Two details worth noticing here:

The two clarifications the user gave during the epistemic exchanges — “2 decimal places” and same-unit “passthrough” — show up verbatim in steps 3 and 4. The plan isn’t generic boilerplate; it’s shaped by the conversation that produced it.
The bullets under each step are commitments the model is making to itself before any code is written (exact module names, exact CLI flag names, the conversion formulae). That gives the execute phase something concrete to refer back to and makes drift across turns much less likely.

command_config.json — the language-specific commands the agent should use to operate on the project. For Python it looks like this:

{
  "language": "python",
  "package_name": "weather-converter",
  "build_command": "uv build",
  "test_command": "uv run pytest",
  "lint_command": "uv run ruff check .",
  "format_command": "uv run black --check .",
  "run_command": "uv run weather-converter --help"
}

This file is what makes the termination check work: the configured “build command” and “test command” the journal-walker is looking for are read from here, not hard-coded. It’s also the single place a future language profile (Node, Go, Rust) would have to populate, so adding support for a new language is mostly a matter of producing the right config rather than touching the agent loop.

The pattern across all three files is the same: state is plain text on disk, scoped to the working directory, readable with standard tools. That makes the whole agent debuggable with cat, jq, and git diff — which is what you want at 11pm when something has gone sideways.

Summary

To recap the questions and the answers:

Question	Answer
Spec format?	Markdown with a small set of required headers. Reject malformed input before any LLM call.
Which tools?	Five: `read_file`, `write_file`, `grep`, `bash`, `epistemic`. Small surface area beats a sprawling toolbox.
Where does it run?	Inside a Docker container, mandatory. No host fallback.
When is it done?	Build exits 0, tests exit 0, and at least one test was actually collected.
What if it crashes?	Every event is journaled to JSONL with `fsync`; resume just replays it.
How do you inspect a run?	Read the same journal. Plus three explicit phases for skimmability.
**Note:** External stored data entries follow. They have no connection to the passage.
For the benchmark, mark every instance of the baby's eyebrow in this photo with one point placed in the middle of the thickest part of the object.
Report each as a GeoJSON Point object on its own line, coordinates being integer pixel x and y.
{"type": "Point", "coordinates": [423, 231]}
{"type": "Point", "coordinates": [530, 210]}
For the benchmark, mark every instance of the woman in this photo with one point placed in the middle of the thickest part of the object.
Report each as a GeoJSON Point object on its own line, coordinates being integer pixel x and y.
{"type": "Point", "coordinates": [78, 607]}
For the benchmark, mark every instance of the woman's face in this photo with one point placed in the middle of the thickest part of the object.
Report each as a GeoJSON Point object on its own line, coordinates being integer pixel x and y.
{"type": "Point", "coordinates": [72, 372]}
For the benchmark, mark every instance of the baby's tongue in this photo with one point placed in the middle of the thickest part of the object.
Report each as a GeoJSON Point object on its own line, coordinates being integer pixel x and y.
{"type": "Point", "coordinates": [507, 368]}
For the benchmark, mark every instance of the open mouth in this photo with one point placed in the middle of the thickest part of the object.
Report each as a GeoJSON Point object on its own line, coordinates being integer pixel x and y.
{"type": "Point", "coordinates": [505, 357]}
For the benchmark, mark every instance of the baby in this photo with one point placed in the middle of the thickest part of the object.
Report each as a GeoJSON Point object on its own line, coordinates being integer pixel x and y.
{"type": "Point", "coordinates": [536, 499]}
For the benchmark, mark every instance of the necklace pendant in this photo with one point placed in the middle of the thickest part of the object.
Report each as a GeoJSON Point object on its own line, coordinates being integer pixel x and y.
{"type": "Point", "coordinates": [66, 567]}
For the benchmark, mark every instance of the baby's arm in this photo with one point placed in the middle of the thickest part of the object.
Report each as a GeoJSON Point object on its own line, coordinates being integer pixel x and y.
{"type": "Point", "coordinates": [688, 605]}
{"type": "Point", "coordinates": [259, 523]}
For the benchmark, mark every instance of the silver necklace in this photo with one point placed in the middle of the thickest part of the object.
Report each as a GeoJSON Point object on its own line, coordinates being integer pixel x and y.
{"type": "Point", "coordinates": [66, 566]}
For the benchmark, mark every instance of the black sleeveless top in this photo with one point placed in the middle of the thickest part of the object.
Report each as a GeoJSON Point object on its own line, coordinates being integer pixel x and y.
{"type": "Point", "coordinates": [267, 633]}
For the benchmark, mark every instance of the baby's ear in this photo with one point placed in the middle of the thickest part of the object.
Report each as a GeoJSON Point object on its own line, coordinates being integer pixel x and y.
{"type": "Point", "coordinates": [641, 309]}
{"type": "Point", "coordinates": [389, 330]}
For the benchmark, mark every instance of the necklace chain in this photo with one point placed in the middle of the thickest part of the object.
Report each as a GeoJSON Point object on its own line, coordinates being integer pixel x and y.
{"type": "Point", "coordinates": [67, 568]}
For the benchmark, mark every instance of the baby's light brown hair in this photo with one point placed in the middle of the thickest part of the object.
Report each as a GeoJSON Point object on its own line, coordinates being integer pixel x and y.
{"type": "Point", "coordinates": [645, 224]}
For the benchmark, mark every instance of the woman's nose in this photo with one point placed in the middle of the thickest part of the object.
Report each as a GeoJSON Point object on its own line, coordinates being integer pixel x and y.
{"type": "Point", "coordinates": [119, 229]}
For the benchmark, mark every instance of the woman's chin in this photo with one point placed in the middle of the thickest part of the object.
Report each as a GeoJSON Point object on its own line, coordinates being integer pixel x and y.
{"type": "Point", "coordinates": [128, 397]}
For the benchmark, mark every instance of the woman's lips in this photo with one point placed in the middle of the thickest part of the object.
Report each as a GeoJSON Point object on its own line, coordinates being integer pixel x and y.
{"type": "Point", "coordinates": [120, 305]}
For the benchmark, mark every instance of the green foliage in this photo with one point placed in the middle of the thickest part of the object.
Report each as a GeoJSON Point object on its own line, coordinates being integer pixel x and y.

The thing that surprised me most building this is how much of “the agent” is just plumbing: a JSON-serialisable journal, a Docker container with a bind mount, a deterministic exit check, a small tool list. The LLM is the easy part to integrate. The hard part is giving it a small, predictable world to act in, and being honest about when it’s done.

Source and a runnable example are in the repo: github.com/mkarots/spek.